DECLINING soil carbon and rising disease pressure in crops is an Australia-wide challenge and yet tools to manage it are already at hand.
When crops no longer perform as they once did revert soil to pasture and graze it for a few years. Bring it back into crop production and the results will amaze you.
So say Lindsay Bell, farming systems scientist with CSIRO Toowoomba, and Mal Ryley, plant pathologist in summer field crops for 32 years with QDAF Toowoomba, who gave an inspiring presentation at Lismore to agronomists from the Richmond and Clarence Valleys earlier this week.
Cropping and pasture exist side by side on the North Coast but the good oil from Toowoomba suggests swapping sides of the fence every few years to boost soil carbon and increase beneficial microbes which feast on disease.
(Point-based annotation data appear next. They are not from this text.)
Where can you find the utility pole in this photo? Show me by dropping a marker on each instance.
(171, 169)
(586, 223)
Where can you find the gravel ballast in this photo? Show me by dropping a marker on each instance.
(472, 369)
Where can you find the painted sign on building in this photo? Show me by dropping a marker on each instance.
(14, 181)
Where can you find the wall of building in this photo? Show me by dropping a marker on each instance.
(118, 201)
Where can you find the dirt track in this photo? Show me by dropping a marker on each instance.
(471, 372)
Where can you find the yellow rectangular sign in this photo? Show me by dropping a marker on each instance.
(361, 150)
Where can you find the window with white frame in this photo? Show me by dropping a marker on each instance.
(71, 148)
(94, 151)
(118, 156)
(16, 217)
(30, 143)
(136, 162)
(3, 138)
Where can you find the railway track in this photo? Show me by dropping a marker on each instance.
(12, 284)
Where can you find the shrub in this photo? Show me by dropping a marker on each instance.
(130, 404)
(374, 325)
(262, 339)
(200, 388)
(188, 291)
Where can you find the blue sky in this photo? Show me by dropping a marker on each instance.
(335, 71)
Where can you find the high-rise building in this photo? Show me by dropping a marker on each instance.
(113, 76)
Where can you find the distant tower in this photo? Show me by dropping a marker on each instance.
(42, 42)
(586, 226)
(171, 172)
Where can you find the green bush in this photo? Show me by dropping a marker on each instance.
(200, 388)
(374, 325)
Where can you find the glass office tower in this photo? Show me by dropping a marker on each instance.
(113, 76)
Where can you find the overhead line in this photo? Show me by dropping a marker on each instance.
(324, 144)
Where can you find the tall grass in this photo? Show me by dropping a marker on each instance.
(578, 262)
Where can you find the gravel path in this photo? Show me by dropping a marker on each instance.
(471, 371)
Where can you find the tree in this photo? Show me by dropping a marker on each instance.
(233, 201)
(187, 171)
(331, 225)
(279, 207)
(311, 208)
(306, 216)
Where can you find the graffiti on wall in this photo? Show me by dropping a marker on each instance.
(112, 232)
Having suggested that Dr Bell and Dr Ryley both admit that zero data, in the rigorous scientific sense, exists on far north coast cropping rotations.
However, there is every evidence to suggest that such a rotation, which involves a farm looking after livestock as well as monoculture plants, is particularly good for soil, leading to stronger farm resilience as a direct result of increased microbe activity underground.
Carbon content ramps up quickly under pasture with so many vigorous roots providing support for microbes, and leaving drainage pathways when they decompose. Increased micobial activity competes well against disease like charcoal rot, especially prevalent in coast soybean crops as late summer approaches.
“We have seen dramatic decline crown rot and yellow leaf spot disease in soil under pasture as well,” said Dr Bell. “Interestingly Fusarium sometimes increases under pasture.”
Increased microbial competition, encouraging the creation of ‘good nematodes’ also reduced the population of crop damaging root lesion nematode.
Beneficial mycorrhiza fungi was also more prevalent under pasture than in cropping soils.
When creating pasture Mr Bell advised farmers not skimp on seed when transitioning from cropping, to minimise loss of production during that first year.
“Get your agronomy right,” he said. “Plant pasture as if it was a crop.”
Choosing the right grass might also make the transition back to cropping a lot easier, they said, citing Panic as an option with easy-to-establish Rhodes hard to destroy. Whatever the variety it was important to let bare soil dry out before planting a new crop. Grazing livestock will return better than cutting and carting hay.